12 Eylül’ün faşist paçavralarının ele aldığı konulardan biri de sözcüklerdi.
Türk Dil Kurumu’nun bin emek ürünü derlenmiş, seksen bin gerekçeyle türetilmiş ve önerilmiş sözcüğünü önce aşağıladılar, sonra düşmanlaştırdılar, sonra da halkın gündeminden çıkardılar. Bunu yaparken –o günleri yaşayanlar bilir- dönemin özellikle tiyatro oyuncularını kullandılar. O TDK ki, Cumhuriyet Aydınlanmasının ilk kalelerinden biriydi. Bugün hala dilimizi kör topal kullanabiliyorsak, orada verilen büyük emeklerin yüzü suyu hürmetinedir. Türk Dilini Tetkik Cemiyeti bu yüzden kurulmuş, bu coğrafyanın ve sahici Türkçenin hiçbir gerçeğine ve gereğine uymayan bir bulamaçtan kurtulmanın, arı, damıtılmış, anlaşılabilir, yazılabilir ve okunabilir bir dilin peşine düşmüştü. “Az zamanda yapılan çok iş”lerden biridir. Dünyanın çok azına tanık olup gördüğü bir mucizedir de diyebiliriz.

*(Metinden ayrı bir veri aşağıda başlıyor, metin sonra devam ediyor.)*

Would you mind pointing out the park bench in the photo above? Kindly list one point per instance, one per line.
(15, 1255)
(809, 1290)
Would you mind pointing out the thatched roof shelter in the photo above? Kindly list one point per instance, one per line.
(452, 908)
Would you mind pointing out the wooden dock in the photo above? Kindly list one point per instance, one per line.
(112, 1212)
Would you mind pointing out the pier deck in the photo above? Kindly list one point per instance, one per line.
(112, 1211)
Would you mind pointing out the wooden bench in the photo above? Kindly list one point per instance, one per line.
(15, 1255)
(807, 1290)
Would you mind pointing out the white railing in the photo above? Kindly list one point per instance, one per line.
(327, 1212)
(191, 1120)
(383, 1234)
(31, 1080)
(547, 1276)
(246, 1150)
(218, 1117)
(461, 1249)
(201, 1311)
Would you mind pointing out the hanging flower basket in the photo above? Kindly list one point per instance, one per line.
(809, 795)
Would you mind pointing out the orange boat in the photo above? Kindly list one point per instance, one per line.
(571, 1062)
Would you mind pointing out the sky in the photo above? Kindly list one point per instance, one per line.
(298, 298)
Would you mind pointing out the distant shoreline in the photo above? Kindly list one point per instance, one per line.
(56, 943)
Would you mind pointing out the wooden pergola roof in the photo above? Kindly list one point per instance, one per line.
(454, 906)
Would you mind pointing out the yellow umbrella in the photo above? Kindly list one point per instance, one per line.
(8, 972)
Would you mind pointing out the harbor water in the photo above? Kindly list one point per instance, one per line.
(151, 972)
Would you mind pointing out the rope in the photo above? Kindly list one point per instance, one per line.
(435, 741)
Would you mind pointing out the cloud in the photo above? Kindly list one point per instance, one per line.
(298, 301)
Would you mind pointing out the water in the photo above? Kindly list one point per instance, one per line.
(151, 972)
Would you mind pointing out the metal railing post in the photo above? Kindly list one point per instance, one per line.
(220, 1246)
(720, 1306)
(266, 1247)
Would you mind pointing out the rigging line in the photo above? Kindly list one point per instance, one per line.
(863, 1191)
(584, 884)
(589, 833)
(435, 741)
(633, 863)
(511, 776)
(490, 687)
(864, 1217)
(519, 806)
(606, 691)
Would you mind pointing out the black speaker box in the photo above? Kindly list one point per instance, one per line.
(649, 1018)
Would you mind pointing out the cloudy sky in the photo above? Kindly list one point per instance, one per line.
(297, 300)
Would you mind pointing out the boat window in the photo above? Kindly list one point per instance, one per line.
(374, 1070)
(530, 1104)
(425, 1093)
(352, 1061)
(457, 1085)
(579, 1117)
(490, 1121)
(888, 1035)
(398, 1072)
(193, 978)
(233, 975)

12 Eylülün cahil cühela muktedirleri, tıpkı önceki ve sonraki ve bugünkü benzerleri gibi, hükümranlıklarını sürdürmenin en önemli yolunu biliyorlardı: dili genel bir kabule ve kullanıma kavuşturmamak. Çünkü üstüne çöktükleri devletin korkutucu, anlaşılmaz, kavranılmaz ve ulaşılmaz olması gerekiyordu. Berbat bir dil ve üslupla iyice kendilerine benzettikleri yasalar, kararlar, genelgeler içine serpiştirilmiş mayınlar, istedikleri zaman ve istemedikleri bireyler ve örgütler üstünde kolaylıkla patlatılmalıydı. “Yurttaş devletinin yasalarını bilmek ve uymak zorundadır” ilkesine sığınıp, bütün bunlardan habersiz, bilgisiz ve öğrenme yolları tıkanmış yurttaşlara, her türlü zorbalığı kolaylıkla dayatabilirlerdi.
Bu kadarla yetinemezlerdi. Kimi sözcükler, kolaylıkla anlaşılmaları bir yana, tanımladıkları değerlerle de ürkütücüydü. Örgüt, grev, özgürlük, özerklik, bağımsızlık, yanıt, olanak, olasılık, örneğin… diye uzayıp giden bir “yasaklı sözcükler listesi” hazırladılar. Kitapları, belgeleri, üretene ve üretilene karşı her türlü saygısızlıkla ayıkladılar. Kültürel yapıya saldırıp, demokrasi ve çağdaşlık algısını da silip süpürmek istediler.
Tez kurulundaki gerici ve sözüm ona akademik etiketli tipi anımsıyorum. Bana “Bu tezdeki –sel’lerle, -sal’larla nereye gitmeyi düşünüyorsun?” diye sormuştu. Çalışmamın içeriğini ve hedefini anlamak bir yana, beni kullandığım dilden dolayı düşman gören o tipe şunu söylemiştim: “Benim gittiğim yerde, senin gibilere yer yok!” Tutarlıymış, geçer not vermedi.
Bunları anımsatmamın nedeni şudur: bugün ilericiyim, Cumhuriyetçiyim diye geçinen siyaset erbabından gazetecisine, öyle korkunç bir dil kullanımı var ki, 12 Eylül kadavraları gülümsüyor, açtıkları yolda ilerleyenler keyifle el ovuşturuyor olsa gerek.